CSG Limited
- Formerly: Connected Solutions Group
- Company type: Public
- Traded as: ASX: CSV
- Industry: Printing
- Founded: February 1999
- Defunct: December 2020
- Fate: Taken over by Fuji Xerox
- Headquarters: Melbourne, Australia
- Area served: Australia and New Zealand
- Products: Print Solutions and Managed Print Services
- Revenue: $218 million (2019)
- Number of employees: 600 (2019)
- Divisions: Business Solutions, Finance Solutions, Enterprise Print Solutions
- Website: www.csg.com.au

= CSG Limited =

Australian technology company

CSG Limited was a publicly listed Australian-owned business technology company. Founded in 1988, in 2007 it was listed on the Australian Securities Exchange. In 2020, it was taken over by Fuji Xerox and integrated into Fujifilm with the brand retired.

==History==
In February 1999, a Connected Solutions Group was founded when several businesses in Darwin merged.

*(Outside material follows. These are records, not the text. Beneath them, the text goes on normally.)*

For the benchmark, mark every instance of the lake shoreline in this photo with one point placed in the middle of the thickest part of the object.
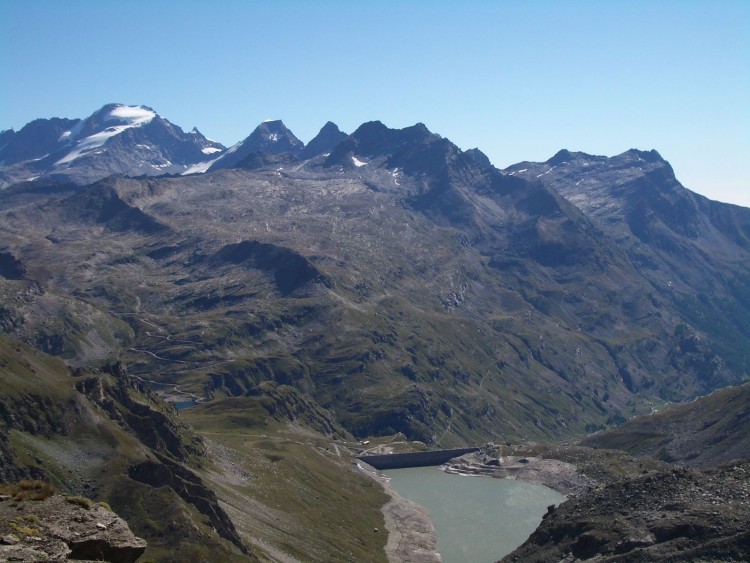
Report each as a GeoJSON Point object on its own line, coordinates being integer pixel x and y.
{"type": "Point", "coordinates": [411, 534]}
{"type": "Point", "coordinates": [563, 477]}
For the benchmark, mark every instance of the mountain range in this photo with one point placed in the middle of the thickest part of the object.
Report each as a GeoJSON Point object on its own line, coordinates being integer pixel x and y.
{"type": "Point", "coordinates": [378, 283]}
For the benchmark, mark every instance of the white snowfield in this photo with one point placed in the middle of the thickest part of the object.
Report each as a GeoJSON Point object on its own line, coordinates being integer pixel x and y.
{"type": "Point", "coordinates": [132, 116]}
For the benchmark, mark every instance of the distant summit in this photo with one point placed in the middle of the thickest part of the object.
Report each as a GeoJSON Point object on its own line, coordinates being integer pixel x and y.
{"type": "Point", "coordinates": [271, 137]}
{"type": "Point", "coordinates": [328, 137]}
{"type": "Point", "coordinates": [116, 139]}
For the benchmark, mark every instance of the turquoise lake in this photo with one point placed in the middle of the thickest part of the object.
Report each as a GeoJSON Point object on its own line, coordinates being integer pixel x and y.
{"type": "Point", "coordinates": [477, 519]}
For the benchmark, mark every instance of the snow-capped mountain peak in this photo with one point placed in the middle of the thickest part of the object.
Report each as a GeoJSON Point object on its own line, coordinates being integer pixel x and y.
{"type": "Point", "coordinates": [124, 118]}
{"type": "Point", "coordinates": [116, 139]}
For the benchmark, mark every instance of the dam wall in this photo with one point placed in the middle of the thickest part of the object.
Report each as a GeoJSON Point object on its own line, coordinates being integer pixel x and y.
{"type": "Point", "coordinates": [414, 459]}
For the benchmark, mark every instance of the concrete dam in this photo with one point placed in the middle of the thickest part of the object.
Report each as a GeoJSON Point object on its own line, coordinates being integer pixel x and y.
{"type": "Point", "coordinates": [413, 459]}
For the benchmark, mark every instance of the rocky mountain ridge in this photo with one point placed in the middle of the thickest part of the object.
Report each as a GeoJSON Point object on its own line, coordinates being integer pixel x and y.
{"type": "Point", "coordinates": [384, 282]}
{"type": "Point", "coordinates": [453, 282]}
{"type": "Point", "coordinates": [116, 139]}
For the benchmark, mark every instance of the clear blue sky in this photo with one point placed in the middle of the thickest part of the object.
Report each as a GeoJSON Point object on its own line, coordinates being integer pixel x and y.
{"type": "Point", "coordinates": [520, 80]}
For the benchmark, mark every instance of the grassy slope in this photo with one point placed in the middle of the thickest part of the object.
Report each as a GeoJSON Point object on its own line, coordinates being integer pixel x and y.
{"type": "Point", "coordinates": [706, 432]}
{"type": "Point", "coordinates": [290, 490]}
{"type": "Point", "coordinates": [55, 433]}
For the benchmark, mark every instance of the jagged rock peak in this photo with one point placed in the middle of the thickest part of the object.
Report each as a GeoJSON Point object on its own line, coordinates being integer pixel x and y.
{"type": "Point", "coordinates": [275, 135]}
{"type": "Point", "coordinates": [271, 137]}
{"type": "Point", "coordinates": [328, 137]}
{"type": "Point", "coordinates": [373, 138]}
{"type": "Point", "coordinates": [564, 155]}
{"type": "Point", "coordinates": [478, 158]}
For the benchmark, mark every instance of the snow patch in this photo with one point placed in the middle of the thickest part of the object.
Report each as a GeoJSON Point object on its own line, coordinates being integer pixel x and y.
{"type": "Point", "coordinates": [199, 168]}
{"type": "Point", "coordinates": [133, 116]}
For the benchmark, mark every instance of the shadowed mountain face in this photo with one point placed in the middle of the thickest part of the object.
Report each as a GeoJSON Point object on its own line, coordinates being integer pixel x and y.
{"type": "Point", "coordinates": [403, 284]}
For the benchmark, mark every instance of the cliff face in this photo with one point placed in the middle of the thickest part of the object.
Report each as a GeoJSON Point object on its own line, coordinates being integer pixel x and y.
{"type": "Point", "coordinates": [101, 435]}
{"type": "Point", "coordinates": [63, 528]}
{"type": "Point", "coordinates": [673, 515]}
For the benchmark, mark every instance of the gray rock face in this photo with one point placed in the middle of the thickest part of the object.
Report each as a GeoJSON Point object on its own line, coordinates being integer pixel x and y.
{"type": "Point", "coordinates": [65, 528]}
{"type": "Point", "coordinates": [269, 137]}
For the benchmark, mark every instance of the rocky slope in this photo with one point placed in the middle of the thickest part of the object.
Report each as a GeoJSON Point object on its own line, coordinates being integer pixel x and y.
{"type": "Point", "coordinates": [467, 303]}
{"type": "Point", "coordinates": [674, 515]}
{"type": "Point", "coordinates": [703, 433]}
{"type": "Point", "coordinates": [60, 528]}
{"type": "Point", "coordinates": [102, 436]}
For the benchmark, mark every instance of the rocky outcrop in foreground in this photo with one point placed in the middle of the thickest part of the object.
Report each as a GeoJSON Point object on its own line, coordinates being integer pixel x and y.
{"type": "Point", "coordinates": [673, 515]}
{"type": "Point", "coordinates": [61, 528]}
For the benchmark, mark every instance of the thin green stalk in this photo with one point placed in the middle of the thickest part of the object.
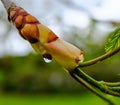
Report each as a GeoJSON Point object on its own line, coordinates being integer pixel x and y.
{"type": "Point", "coordinates": [95, 83]}
{"type": "Point", "coordinates": [92, 89]}
{"type": "Point", "coordinates": [98, 59]}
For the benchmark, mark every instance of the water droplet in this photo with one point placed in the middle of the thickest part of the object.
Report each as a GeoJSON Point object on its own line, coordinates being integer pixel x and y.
{"type": "Point", "coordinates": [47, 60]}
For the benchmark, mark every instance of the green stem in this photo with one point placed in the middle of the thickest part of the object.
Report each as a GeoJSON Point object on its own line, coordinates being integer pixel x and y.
{"type": "Point", "coordinates": [104, 88]}
{"type": "Point", "coordinates": [98, 59]}
{"type": "Point", "coordinates": [115, 84]}
{"type": "Point", "coordinates": [92, 89]}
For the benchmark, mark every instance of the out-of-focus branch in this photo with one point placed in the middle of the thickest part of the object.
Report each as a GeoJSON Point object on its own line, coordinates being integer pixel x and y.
{"type": "Point", "coordinates": [7, 3]}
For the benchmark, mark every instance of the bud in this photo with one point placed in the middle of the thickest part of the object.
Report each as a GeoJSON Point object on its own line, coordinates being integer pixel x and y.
{"type": "Point", "coordinates": [44, 41]}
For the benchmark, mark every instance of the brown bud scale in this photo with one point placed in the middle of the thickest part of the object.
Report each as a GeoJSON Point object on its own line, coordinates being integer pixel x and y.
{"type": "Point", "coordinates": [26, 24]}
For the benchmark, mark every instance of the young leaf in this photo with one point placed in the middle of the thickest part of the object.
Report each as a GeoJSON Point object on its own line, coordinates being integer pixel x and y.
{"type": "Point", "coordinates": [113, 40]}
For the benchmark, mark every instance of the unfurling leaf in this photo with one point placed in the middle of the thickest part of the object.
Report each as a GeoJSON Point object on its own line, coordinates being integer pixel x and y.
{"type": "Point", "coordinates": [113, 40]}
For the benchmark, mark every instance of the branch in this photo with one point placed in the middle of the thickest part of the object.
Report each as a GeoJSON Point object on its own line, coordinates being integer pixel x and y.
{"type": "Point", "coordinates": [91, 88]}
{"type": "Point", "coordinates": [101, 58]}
{"type": "Point", "coordinates": [7, 3]}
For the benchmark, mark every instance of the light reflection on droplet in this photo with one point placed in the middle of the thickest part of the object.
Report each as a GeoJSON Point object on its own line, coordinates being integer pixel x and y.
{"type": "Point", "coordinates": [47, 60]}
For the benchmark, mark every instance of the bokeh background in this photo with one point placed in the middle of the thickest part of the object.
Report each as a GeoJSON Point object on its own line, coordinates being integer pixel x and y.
{"type": "Point", "coordinates": [25, 78]}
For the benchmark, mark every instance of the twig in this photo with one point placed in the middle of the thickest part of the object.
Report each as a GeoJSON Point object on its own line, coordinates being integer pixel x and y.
{"type": "Point", "coordinates": [7, 3]}
{"type": "Point", "coordinates": [92, 89]}
{"type": "Point", "coordinates": [104, 88]}
{"type": "Point", "coordinates": [96, 60]}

In 2007, CSG was listed on the Australian Securities Exchange and it expanded into the IT Services market. A year later, the company acquired the Commander Managed Services business in the Australian Capital Territory and won a Government of the Northern Territory contract to supply desktop and server management throughout the Territory. The business also expanded its print services business in regional Queensland.

CSG also acquired Change Corporation in 2007 and entered into the IT consulting and integration services market for AUS $20 million.

Seeking to have a national footprint, CSG terminated its relationship with Fuji Xerox in favour of Canon but was subsequently required to give existing customers the option of remaining with CSG or novating to Fuji Xerox A year later, CSG acquired the exclusive distributorship of Konica Minolta Business Solutions in New Zealand as the majority shareholders as well as acquiring the largest dealership of Canon devices in Australia.

In October 2011, a takeover offer was received by the CSG board. Shortly thereafter, the company reported that other bidders had emerged. However, in December CSG announced that it was withdrawing from the process.

In July 2012, CSG sold the Technology Solutions business to NEC. Subsequently, CSG undertook an extensive business restructure to stabilise the remaining print business and position it for future growth. CSG employed approximately 600 staff.

In October 2019, Fuji Xerox made a successful takeover offer for CSG. In February 2020, CSG was delisted from the Australian Securities Exchange and integrated into Fujifilm with the brand retired in December 2020.